CS 194 Project 6B: FEATURE MATCHING for AUTOSTITCHING

Part 1.

Introduction

In this project, we use automatic point matching by using Harris corner detection. Then we compute Homography using the best correspondent points, warp the images correspondingly, and blend them.

Detecting corner features in an image

In the images below, we show the process of selecting points.

Step 1: Select all Harris corners.

Step 2: Select the top 1/4 of all the points selected in step 1, from the biggest Harris strength to lower ones.

Step 3: Run ANMS on all the points selected in step 2. Select the top 500 points, from the largest "min distance to larger neighbot" to smaller ones.

Extracting a Feature Descriptor for each feature point

We show the process with the following images:

Step 1: For each point we selected in the previous part, select 40 by 40 pixels surrounding it.

Step 2: Use Gaussian blur (sigma=1) and downsample by taking the mean of every 5 by 5 sub-patch inside the 40 by 40 patch.

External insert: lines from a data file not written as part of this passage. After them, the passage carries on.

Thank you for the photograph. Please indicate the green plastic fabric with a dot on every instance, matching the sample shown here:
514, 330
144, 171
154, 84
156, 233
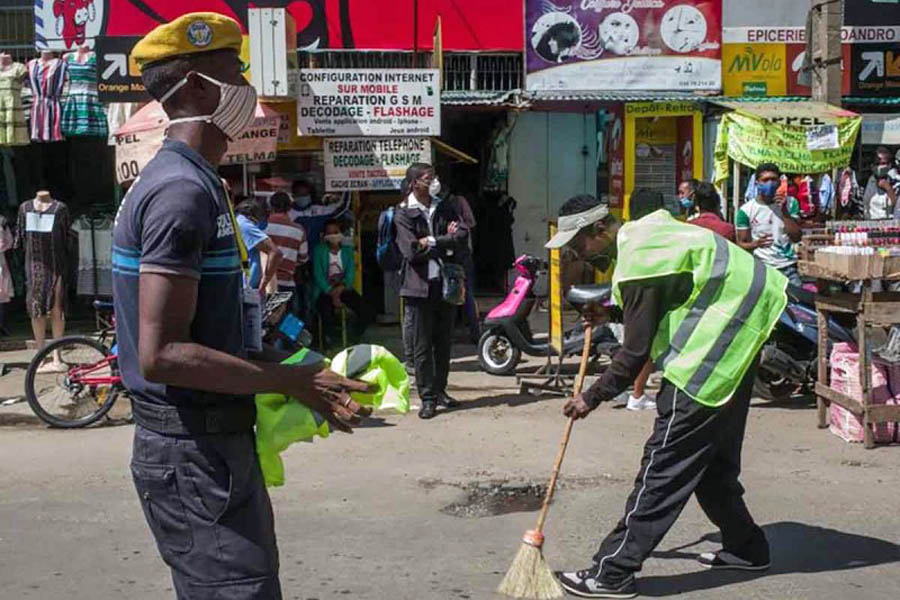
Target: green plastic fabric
282, 420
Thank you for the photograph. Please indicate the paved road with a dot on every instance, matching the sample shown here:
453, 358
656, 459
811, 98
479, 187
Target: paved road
361, 516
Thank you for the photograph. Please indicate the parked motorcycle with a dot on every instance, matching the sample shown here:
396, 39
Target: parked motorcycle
507, 333
789, 360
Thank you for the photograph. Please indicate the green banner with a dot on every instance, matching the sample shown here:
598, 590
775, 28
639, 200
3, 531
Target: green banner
752, 140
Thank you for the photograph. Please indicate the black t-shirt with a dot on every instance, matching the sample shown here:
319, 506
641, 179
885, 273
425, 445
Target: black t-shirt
175, 220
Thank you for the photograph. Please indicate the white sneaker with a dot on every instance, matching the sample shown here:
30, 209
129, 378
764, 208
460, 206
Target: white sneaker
642, 403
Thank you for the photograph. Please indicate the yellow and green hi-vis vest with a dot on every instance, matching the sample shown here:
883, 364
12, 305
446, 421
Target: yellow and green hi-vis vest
705, 346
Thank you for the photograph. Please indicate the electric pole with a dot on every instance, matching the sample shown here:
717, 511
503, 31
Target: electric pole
824, 50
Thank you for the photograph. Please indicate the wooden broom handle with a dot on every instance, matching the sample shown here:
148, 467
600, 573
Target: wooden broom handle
579, 383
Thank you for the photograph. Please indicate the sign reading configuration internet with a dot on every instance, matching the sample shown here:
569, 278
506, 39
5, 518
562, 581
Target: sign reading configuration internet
369, 102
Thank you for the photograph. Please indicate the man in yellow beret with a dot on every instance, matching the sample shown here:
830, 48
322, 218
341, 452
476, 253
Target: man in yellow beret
190, 351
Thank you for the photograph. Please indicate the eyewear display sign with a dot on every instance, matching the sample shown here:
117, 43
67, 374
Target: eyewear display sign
353, 164
623, 44
369, 102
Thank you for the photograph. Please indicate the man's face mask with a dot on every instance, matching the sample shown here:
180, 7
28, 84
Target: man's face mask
237, 105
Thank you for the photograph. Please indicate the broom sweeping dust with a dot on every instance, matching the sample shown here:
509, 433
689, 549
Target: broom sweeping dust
529, 576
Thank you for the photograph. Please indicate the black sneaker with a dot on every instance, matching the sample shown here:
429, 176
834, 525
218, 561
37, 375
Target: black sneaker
587, 584
726, 560
446, 401
427, 411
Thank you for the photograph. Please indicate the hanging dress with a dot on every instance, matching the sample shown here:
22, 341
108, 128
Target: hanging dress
83, 114
13, 130
43, 234
47, 79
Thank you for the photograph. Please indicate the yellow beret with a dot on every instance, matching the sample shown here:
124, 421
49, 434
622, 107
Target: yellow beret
188, 34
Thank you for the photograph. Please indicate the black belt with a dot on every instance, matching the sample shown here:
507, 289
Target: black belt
235, 417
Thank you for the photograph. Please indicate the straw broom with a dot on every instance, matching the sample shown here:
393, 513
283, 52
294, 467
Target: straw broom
529, 576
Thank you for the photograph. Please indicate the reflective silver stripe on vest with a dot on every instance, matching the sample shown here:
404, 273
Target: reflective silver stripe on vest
704, 299
698, 379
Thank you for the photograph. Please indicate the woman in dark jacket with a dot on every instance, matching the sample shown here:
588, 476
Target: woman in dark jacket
429, 234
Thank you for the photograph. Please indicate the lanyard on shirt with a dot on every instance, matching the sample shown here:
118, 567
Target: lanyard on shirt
242, 247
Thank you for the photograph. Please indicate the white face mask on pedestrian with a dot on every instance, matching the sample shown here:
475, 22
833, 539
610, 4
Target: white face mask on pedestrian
237, 105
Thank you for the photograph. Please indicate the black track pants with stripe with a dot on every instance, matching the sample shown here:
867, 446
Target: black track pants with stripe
693, 449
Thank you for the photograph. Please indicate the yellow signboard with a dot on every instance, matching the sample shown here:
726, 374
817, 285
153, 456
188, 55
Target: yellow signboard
556, 333
754, 69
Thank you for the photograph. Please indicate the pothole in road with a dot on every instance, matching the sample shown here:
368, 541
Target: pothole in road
488, 499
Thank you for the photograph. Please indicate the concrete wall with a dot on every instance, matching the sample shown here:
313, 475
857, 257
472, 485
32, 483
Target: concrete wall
552, 157
771, 13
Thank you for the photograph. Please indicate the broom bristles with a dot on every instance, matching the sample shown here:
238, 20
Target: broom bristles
529, 576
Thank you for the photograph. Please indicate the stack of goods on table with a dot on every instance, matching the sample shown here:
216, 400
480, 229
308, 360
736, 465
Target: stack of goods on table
862, 249
845, 378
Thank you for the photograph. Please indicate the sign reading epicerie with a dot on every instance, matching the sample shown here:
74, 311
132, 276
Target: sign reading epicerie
369, 102
371, 163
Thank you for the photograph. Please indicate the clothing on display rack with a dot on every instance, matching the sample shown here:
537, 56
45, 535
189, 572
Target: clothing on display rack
83, 114
94, 255
47, 79
13, 129
43, 234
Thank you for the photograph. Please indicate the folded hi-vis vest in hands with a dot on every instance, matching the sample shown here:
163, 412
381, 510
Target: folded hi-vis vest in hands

Then we have 8 by 8 featurization.

Step 3: Normalize the feature vector (s.t. mean=0, stddev=1). Also cut off values at -1 (lower bound) and 1 (upper bound).

Matching these feature descriptors between two images

For each point we selected in the previous part, we find the two points in the other image that minimize SSD of their feature vectors. If the ratio of the two SSD exceeds threshold (I found different optimal values for different images), we include the point. (The red dots in the two images are very small. You can zoom in to see it.)

Use a robust method (RANSAC) to compute a homography

We select 4 ramdom pair of points from the points we selected in the previous part. Compute homography based on the 4 pairs. Project all feature points from one image to the other, and count the number of "inliers", whose distance from the projected location is less than sqrt(10) pixels. Then we repeat the random process 10000 times and select the biggest set of inliers.

Produce mosaic

Then we rectify the images based on their homography, and blend together into panoramas.

The middle and right images overlap too little. As a result, the correspondent points only cover a limited area, and cause extreme warping on the right image.

Between the middle and right images, the car was matched, but the cloud and the sky colors don't match well.

Comparison with manual mosaic

Above picture is Manual

Above picture is Automatic (the right wall doesn't align well because the feature vectors found by Harris corner detection was not very good.)

Above picture is Manual

Above picture is Automatic

Above picture is Manual (border line is in the middle)

Above picture is Automatic (the color was off because blending sigma for Gaussian blur was not big enough. also the border line on the left was not well chosen. the shelf was aligned perfectly, but not the chairs.)

Summary

One thing I learned was the importance of well spread-ness of correspondent points. Even though my correspondent points match perfectly, the homography could be off because it only matched a restricted area, and missed some other big elements in the images.